Creating Cobol Systems Inside the Database


More Database Design Mistakes To Avoid
Architecture Mistakes To Avoid

I haven’t worked a whole lot with Cobol, but I did do enough.

Coming from a background where the first thing I really learned well on the job was how to do good database design, there were some odd things that I noticed about Cobol.

In Cobol, data is stored in files.  To work with Cobol, you have to define the file structures, and their data in the -every- program.  This is in contrast to relational databases, where fields are defined once in the table structures.

Here is a definition from a typical program that I found on the web:
001600 DATA DIVISION.
001700 FILE SECTION.
001800 FD  PHONE-FILE
001900     LABEL RECORDS ARE STANDARD.
002000 01  PHONE-RECORD.
002100     05  PHONE-LAST-NAME      PIC X(20).
002200     05  PHONE-FIRST-NAME     PIC X(20).
002300     05  PHONE-NUMBER         PIC X(15).

It’s sort of hierarchial.   The big picture, 01, says that the following fields represent the Phone_Record.  At the 05 level, the last and first name, and the phone number are detailed.  The actual data is only found only at the lowest level, in this case, the 05 level.

The picture clauses detail the fields in a position based manner.  The first 20 positions are the last name.  And all 20 positions in the file are used.

This may give you some idea why so many programmers are still concerned with the idea that they can “save space”.   During the days of Cobol, disk storage (DASD – Direct Access Storage Device) was very expensive, and so most storage was done on tape, which was much cheaper.  Of course not every last name is 20 characters long.  If a name was only 10 characters long, 10 characters would be blank, and “wasted”.

When both CPU and storage was expensive, this was of course a concern.  But now gigs can be had for dollars.  And the CPU in a little home computer is many multiples more powerful than old big iron.

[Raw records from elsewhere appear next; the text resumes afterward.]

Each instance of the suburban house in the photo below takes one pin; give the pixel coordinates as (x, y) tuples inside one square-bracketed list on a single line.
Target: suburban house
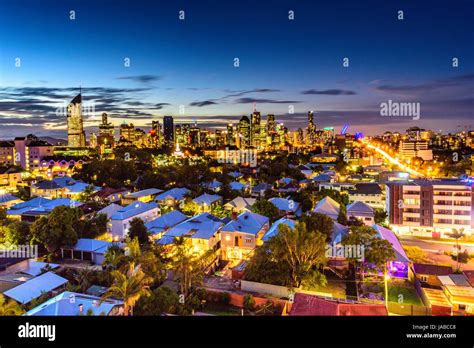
[(110, 195), (286, 206), (203, 232), (428, 274), (397, 268), (9, 265), (35, 287), (274, 229), (122, 218), (73, 303), (369, 193), (47, 189), (310, 305), (208, 202), (361, 211), (327, 206), (172, 197), (110, 210), (87, 249), (240, 204), (75, 190), (162, 224), (240, 236), (30, 210), (7, 200), (144, 196), (235, 175), (258, 191), (213, 185), (237, 186)]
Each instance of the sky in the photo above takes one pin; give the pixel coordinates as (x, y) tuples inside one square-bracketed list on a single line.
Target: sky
[(186, 68)]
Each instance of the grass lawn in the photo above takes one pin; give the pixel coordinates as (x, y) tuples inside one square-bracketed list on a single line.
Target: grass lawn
[(220, 309), (410, 295)]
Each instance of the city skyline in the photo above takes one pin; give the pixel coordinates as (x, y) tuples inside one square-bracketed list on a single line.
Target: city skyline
[(185, 68)]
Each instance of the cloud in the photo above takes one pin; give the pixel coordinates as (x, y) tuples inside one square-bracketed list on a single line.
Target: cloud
[(453, 82), (203, 103), (264, 101), (328, 92), (144, 79), (244, 92)]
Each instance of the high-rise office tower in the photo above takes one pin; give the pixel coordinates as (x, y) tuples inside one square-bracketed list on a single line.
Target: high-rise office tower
[(271, 125), (76, 137), (230, 140), (244, 132), (127, 132), (311, 130), (106, 136), (168, 130)]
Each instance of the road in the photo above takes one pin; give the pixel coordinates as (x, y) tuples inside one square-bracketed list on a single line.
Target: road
[(435, 250), (393, 160)]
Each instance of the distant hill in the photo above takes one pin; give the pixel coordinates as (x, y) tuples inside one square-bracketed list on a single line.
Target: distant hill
[(54, 141)]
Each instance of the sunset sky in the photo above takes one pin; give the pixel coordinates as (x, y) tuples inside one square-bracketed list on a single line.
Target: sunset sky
[(283, 62)]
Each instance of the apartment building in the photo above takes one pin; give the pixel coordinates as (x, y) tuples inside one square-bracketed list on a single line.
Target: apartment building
[(409, 149), (430, 208)]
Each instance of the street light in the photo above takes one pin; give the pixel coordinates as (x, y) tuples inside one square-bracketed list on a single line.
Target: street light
[(386, 279)]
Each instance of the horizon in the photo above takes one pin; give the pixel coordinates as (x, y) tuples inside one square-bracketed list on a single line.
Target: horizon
[(283, 64)]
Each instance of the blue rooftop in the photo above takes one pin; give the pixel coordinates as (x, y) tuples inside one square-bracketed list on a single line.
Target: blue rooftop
[(33, 288), (274, 229), (68, 303), (165, 222), (133, 209)]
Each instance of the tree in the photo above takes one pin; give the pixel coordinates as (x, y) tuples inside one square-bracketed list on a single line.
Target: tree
[(56, 229), (188, 268), (114, 257), (416, 254), (129, 286), (162, 300), (86, 195), (138, 230), (151, 265), (17, 233), (9, 307), (267, 209), (190, 207), (457, 235), (377, 251), (319, 223), (297, 251), (462, 258), (342, 217), (380, 217)]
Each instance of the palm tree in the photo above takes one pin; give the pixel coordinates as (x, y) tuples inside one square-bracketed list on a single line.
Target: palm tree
[(189, 267), (9, 307), (114, 257), (457, 235), (83, 278), (129, 286)]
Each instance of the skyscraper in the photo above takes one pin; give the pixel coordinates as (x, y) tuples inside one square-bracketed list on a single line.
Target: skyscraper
[(76, 137), (244, 132), (168, 130), (255, 120), (311, 130), (271, 125)]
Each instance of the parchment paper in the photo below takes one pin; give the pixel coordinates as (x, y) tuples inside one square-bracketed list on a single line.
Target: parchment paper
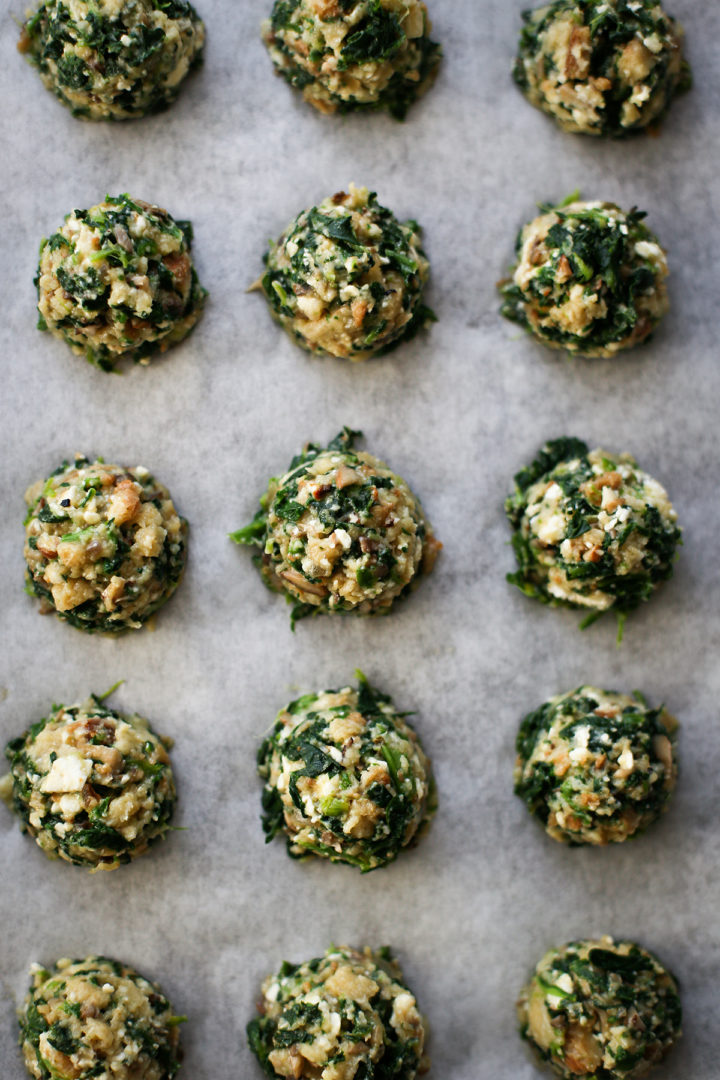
[(456, 413)]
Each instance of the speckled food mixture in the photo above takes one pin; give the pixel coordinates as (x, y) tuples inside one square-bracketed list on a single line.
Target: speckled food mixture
[(117, 281), (343, 1016), (349, 54), (601, 67), (104, 545), (588, 278), (97, 1018), (92, 785), (340, 532), (591, 529), (113, 59), (596, 766), (601, 1010), (345, 778), (345, 279)]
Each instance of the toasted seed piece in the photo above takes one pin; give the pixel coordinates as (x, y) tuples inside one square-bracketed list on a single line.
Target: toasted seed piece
[(600, 1009), (113, 59), (588, 278), (97, 1017), (104, 545), (596, 766), (338, 548), (350, 1006)]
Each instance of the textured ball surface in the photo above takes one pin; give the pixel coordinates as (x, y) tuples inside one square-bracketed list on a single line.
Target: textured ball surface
[(104, 545), (588, 278), (600, 1009), (596, 766)]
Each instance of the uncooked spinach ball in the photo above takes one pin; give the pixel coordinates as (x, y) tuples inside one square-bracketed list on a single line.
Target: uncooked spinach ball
[(345, 278), (113, 59), (104, 545), (92, 785), (353, 54), (601, 67), (97, 1017), (340, 532), (591, 529), (344, 1014), (600, 1009), (596, 766), (117, 282), (588, 279), (345, 778)]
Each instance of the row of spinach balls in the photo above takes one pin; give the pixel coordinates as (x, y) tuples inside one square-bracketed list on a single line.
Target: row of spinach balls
[(598, 67), (345, 279), (345, 775), (345, 779)]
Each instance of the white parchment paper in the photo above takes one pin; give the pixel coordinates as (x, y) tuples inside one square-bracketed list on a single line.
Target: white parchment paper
[(456, 413)]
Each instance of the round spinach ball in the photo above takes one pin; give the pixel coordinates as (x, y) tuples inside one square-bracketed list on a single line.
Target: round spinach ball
[(591, 529), (345, 778), (596, 766), (113, 59), (353, 54), (345, 278), (600, 1009), (600, 67), (117, 281), (97, 1017), (104, 545), (350, 1007), (92, 785), (340, 532), (588, 279)]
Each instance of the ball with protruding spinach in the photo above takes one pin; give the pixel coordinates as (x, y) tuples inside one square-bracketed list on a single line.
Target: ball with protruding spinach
[(591, 529), (113, 59), (345, 778), (97, 1017), (601, 67), (104, 544), (588, 278), (344, 1014), (340, 532), (92, 785), (345, 279), (600, 1009), (353, 54), (596, 766), (117, 282)]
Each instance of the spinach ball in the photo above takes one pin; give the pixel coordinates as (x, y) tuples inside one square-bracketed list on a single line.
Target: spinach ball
[(345, 778), (97, 1017), (601, 67), (345, 278), (353, 54), (588, 279), (117, 282), (596, 766), (600, 1009), (113, 59), (104, 545), (344, 1014), (340, 532), (591, 529), (92, 785)]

The other improvement since then, is the datatype, Varchar.  If you define a field as varchar2(20), you can insert up to 20 characters.  And there is an end of field character.  If you insert only 10 characters, just 10 characters are used for storage of that data.

You can see these concepts by importing files into an Excel spreadsheet.  You are given the option to import it in position based manner, or by using a delimiter, such as a comma.

These concepts of CPU and saving space lead to some other strange practices.

Different types of data were sometimes actually stored in the same file!  So, the same file could have both data for customers, and for suppliers!

001600 DATA DIVISION.
001700 FILE SECTION.
001800 FD  CONTACT-FILE
001900     LABEL RECORDS ARE STANDARD.
002000 01  RECORD-IDENTIFIER        PIC X(1)
002100     02  CUSTOMER-RECORD
002200         05  CUSTOMER-NAME    PIC X(20).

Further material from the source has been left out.